The defence ministry is set to procure 21 AGM-84L Harpoon Block II missiles and its five training varieties of ATM 84L Harpoon Block II from the US government for a total of $ 200 million (approximately Rs 909 crore).
But this price is about 200 per cent more than what Pakistan paid four years ago for the same missiles, the Harpoon Block II. While the average unit cost of the missiles for India is a little less than $ 8 million (approximately Rs 36 crore), Islamabad paid only about $ 3 million (approximately Rs 13 crore) per unit. Pakistan's consignment of 130 units had cost $ 370 million (approximately Rs 1,682 crore).
While the defence ministry refused to comment on the deal in response to a written questionnaire, the US government's Defence Security Cooperation Agency (DSCA) has notified the US Congress about the impending deal under the foreign military sales (FMS) programme.
The corporate beneficiary of the contract will be Boeing Inc, which was the original manufacturers of the missile.
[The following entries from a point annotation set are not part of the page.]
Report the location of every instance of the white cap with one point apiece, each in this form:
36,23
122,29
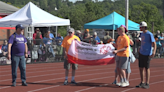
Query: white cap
143,24
95,33
71,30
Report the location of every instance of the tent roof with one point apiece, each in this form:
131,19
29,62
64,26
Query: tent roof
112,21
31,15
7,8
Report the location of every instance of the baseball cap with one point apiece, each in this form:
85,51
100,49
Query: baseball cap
37,29
71,30
87,30
143,24
19,26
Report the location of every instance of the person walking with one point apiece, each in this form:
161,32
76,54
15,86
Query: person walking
66,44
145,54
17,51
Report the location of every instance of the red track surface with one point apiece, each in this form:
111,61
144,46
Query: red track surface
49,77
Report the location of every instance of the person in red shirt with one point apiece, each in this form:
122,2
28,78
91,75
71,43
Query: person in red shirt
34,35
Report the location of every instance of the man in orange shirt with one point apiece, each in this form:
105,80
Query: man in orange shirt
66,44
122,56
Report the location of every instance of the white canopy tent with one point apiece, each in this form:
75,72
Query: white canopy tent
32,16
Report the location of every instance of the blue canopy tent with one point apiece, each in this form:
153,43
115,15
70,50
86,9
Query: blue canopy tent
111,22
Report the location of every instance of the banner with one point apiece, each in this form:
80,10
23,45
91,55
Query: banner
88,54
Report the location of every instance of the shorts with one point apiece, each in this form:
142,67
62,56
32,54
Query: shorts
121,62
68,65
144,61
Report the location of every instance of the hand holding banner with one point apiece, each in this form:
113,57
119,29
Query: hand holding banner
88,54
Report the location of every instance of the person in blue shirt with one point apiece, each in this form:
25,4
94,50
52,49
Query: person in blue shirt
47,40
78,33
145,54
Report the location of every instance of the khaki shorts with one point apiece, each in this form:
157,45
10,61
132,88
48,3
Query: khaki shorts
68,65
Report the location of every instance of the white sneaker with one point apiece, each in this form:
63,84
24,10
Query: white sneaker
124,84
118,84
127,83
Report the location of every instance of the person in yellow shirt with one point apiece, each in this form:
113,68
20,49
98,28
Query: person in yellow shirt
122,45
66,44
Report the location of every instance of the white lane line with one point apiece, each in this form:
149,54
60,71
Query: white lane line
43,88
136,88
85,89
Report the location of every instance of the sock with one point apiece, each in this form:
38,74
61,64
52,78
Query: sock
66,78
122,80
125,80
73,77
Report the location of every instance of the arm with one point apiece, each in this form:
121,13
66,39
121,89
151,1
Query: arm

The quoted price of $ 200 million for the missiles is not negotiable as, under the FMS, after notification and a clearance from the US Congress, Washington will be sending a ' letter of offer and agreement', which can only be accepted.
The navy spokesperson, Commander PVS Satish, who confirmed the details of the deal said: " I had handled a similar FMS contract some time ago. As far as I know, the offer price is the final price." The defence ministry can argue that the Indian contract has associated equipment, parts and logistical support. But the deal with Pakistan also had similar components.
The Indian price covers containers, spare and repair parts, support and test equipment, personnel training and training equipment, the US government and contractor's technical assistance and other related elements of logistics support.
Pakistan's sale also included five encapsulated Harpoon command launch systems, 115 containers, missile modifications, training devices, spare and repair parts, US government and contractor engineering and logistics support services. The defence ministry refused to give a response when questioned on the rationale behind the 200 per cent hike.